I'm attempting to render video using using the Microsoft sample DX11VideoRenderer found at: https://github.com/Microsoft/Windows-classic-samples/tree/master/Samples/DX11VideoRenderer From my extensive research it seems that using DirectX 11 with hardware-acceleration is the most up-to-date method (least likely to be deprecated) and offers the best performance solution.
There are 2 similar functions within Presenter.cpp that process frames but I cannot figure out what the difference is between them. ProcessFrameUsingD3D11()
uses VideoProcessorBlt()
to actually do the render. The mystery is that ProcessFrameUsingXVP()
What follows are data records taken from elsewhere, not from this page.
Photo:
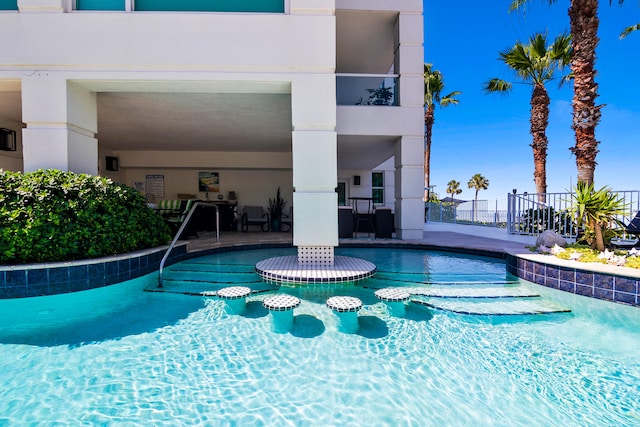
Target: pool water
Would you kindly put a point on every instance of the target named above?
(122, 356)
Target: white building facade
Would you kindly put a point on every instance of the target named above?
(305, 95)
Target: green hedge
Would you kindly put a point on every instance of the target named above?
(50, 215)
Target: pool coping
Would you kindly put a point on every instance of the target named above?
(610, 283)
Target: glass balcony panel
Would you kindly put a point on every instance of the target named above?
(8, 4)
(261, 6)
(367, 89)
(100, 4)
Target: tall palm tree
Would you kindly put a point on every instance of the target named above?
(453, 188)
(583, 16)
(433, 86)
(629, 30)
(478, 182)
(535, 65)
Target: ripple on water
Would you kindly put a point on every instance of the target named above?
(193, 364)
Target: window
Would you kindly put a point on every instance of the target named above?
(341, 189)
(377, 188)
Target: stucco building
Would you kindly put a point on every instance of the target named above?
(305, 95)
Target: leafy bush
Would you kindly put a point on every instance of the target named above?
(50, 215)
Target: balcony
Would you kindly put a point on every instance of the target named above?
(367, 89)
(234, 6)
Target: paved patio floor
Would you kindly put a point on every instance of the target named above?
(472, 237)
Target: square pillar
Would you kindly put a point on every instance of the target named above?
(409, 181)
(62, 120)
(315, 168)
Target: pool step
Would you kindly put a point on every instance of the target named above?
(441, 279)
(497, 308)
(474, 292)
(190, 278)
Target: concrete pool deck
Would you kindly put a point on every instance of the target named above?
(461, 236)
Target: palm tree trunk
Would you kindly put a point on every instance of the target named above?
(428, 125)
(583, 15)
(539, 122)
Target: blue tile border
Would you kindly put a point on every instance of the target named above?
(610, 287)
(32, 280)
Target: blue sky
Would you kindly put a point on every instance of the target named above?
(489, 134)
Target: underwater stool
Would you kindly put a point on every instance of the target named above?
(394, 299)
(281, 309)
(346, 308)
(235, 298)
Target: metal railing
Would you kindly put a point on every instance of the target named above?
(466, 213)
(181, 229)
(525, 213)
(367, 89)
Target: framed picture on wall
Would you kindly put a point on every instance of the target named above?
(209, 182)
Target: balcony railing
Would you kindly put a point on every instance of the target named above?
(259, 6)
(367, 89)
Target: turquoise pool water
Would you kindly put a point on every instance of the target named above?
(122, 356)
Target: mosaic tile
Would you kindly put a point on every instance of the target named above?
(625, 284)
(584, 278)
(605, 294)
(625, 298)
(603, 281)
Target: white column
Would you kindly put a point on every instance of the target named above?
(409, 177)
(314, 152)
(409, 150)
(62, 121)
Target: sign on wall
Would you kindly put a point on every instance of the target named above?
(155, 185)
(209, 182)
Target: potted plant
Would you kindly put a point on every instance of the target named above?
(276, 207)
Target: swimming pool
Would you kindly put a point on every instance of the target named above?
(120, 356)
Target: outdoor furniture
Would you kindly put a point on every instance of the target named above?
(363, 216)
(254, 215)
(174, 212)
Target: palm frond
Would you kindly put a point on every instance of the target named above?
(497, 85)
(629, 30)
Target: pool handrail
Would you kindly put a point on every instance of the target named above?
(182, 227)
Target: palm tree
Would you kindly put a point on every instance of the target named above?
(453, 188)
(535, 64)
(478, 182)
(583, 16)
(433, 86)
(629, 30)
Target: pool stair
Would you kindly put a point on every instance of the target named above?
(205, 279)
(472, 295)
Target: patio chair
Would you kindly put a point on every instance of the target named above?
(254, 215)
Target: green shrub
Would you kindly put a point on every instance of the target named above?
(50, 215)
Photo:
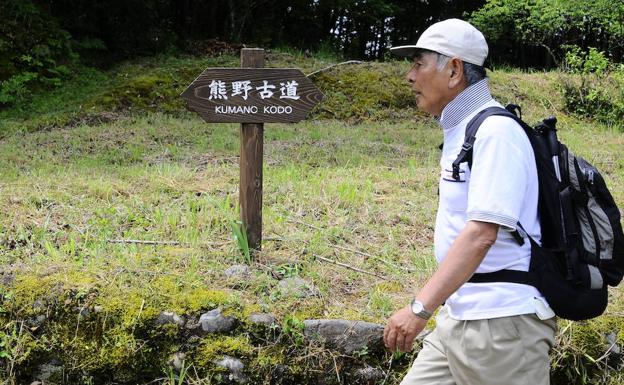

does not use this function so how does it actually do the render? Or is it doing something else entirely? Also it appears that my implementation is using ProcessFrameUsingXVP()
based in the value of the variable m_useXVP
which is by default set to '1'. Here is the code sample:
if (m_useXVP)
{
BOOL bInputFrameUsed = FALSE;
hr = ProcessFrameUsingXVP( pCurrentType, pSample, pTexture2D, rcDest, ppOutputSample, &bInputFrameUsed );
if (SUCCEEDED(hr) && !bInputFrameUsed)
{
*pbProcessAgain = TRUE;
}
}
else
{
hr = ProcessFrameUsingD3D11( pTexture2D, pEVTexture2D, dwViewIndex, dwEVViewIndex, rcDest, *punInterlaceMode, ppOutputSample );
LONGLONG hnsDuration = 0;
LONGLONG hnsTime = 0;
DWORD dwSampleFlags = 0;
if (ppOutputSample != NULL && *ppOutputSample != NULL)
{
if (SUCCEEDED(pSample->GetSampleDuration(&hnsDuration)))
{
(*ppOutputSample)->SetSampleDuration(hnsDuration);
}
if (SUCCEEDED(pSample->GetSampleTime(&hnsTime)))
{
(*ppOutputSample)->SetSampleTime(hnsTime);
}
if (SUCCEEDED(pSample->GetSampleFlags(&dwSampleFlags)))
{
(*ppOutputSample)->SetSampleFlags(dwSampleFlags);
}
}
}
The reason for setting m_useXVP
is also a mystery to me and I cannot find an answer in my research. It uses a registry key that does not exist on my particular Windows10 PC so the value is not modified.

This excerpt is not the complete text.